Azerbaijan's President Says Will Agree to Ceasefire If Armenia Vows to Withdraw Troops From Karabakh
Major fighting in the contested South Caucasus region of Nagorno-Karabakh began last Sunday, with both sides accusing one another of starting the conflagration, and claiming that their forces have killed thousands of enemy troops.
Baku would be prepared to cease its operations in Nagorno-Karabakh if Armenia proposed an agenda for the pullout of its forces from the contested region's cities, Azerbaijani President Ilham Aliyev has announced.
"Our condition for a ceasefire is that Armenia should propose a temporary agenda for the withdrawal of troops from the occupied Azerbaijani territories in Nagorno-Karabakh, which would not be shown merely in words, but implemented in deeds, [with specifics] on which territories would be freed on which days," Aliyev said, speaking to Al-Arabiya on Sunday.
"We agree with the point of view that the problem with Armenia should be resolved through dialogue, but there must be a foundation for this. The Armenian Prime Minister must declare his adherance to previous agreements, according to which the territories of Nagorno-Karabakh were recognized as occupied Azerbaijani territories," Aliyev added.
According to the president, stopping the fighting will also require an apology from Prime Minister Nikol Pashinyan, who allegedly "called the occupied Azerbaijani lands Armenian."
Otherwise, Aliyev implied, Azerbaijani operations would continue, and Baku would try to establish normal relations with the Armenian people after liberating its lands.
"We will try to restore normal relations with the Armenian people after the liberation of our occupied territories. We will try to return to good-neighbourly relations, although it will not be easy," the president said.
On Thursday, Pashinyan accused Turkey of coordinating Azerbaijan's military campaign, and suggested Ankara had returned to the South Caucasus "to continue the Armenian Genocide" in pursuit of its "imperialistic dream."
In his remarks Sunday, Aliyev also demanded an apology from French President Emmanuel Macron for his claim that Syrian jihadists had been transferred to the region to carry out operations in Nagorno-Karabakh.
"There are no mercenaries. We have an army of 100,000 soldiers.

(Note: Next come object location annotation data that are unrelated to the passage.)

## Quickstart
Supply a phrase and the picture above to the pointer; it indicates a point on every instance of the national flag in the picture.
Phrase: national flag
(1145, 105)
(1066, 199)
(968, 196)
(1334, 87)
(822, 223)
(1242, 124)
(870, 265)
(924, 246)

I demand that France apologize and show responsibility," Aliyev said.
Flashpoint Karabakh
The Azerbaijani president's comments came as large-scale fighting in Nagorno-Karabakh entered its seventh day. Nearly 40 civilians, and hundreds if not thousands of servicemen from both sides, have been killed, with the Armenia-backed self-proclaimed Artsakh Republic and Azerbaijan accusing one another of deliberately targeting civilian areas in missile and artillery strikes.
The Nagorno-Karabakh conflict began in the late 1980s, at the height of Mikhail Gorbachev's perestroika reforms, with ethnic Armenians living in the Nagorno-Karabakh Autonomous Region inside Soviet Azerbaijan accusing Baku of discriminating against them and launching a campaign to secede and join the Armenian Soviet Socialist Republic.
Baku sought to prevent this from happening, and in late 1991 abolished the region's autonomous status. Between 1992 and 1994, Armenian militias backed by Yerevan waged a full-scale war for control of the region with the Azerbaijani military, with over 40,000 troops and civilians from both sides killed.
In addition, the Karabakh conflict poisoned relations between the neighbourly peoples, and ethnic tensions, pogroms and ethnic cleansing campaigns forced over 1.1 million Armenians and Azerbaijanis to flee their homes and communities, both in Nagorno-Karabakh and in other parts of Armenia and Azerbaijan.
A ceasefire in the Karabakh conflict was signed in 1994, but has occasionally reverted to flare-ups of fighting in the two-and-a-half decades since.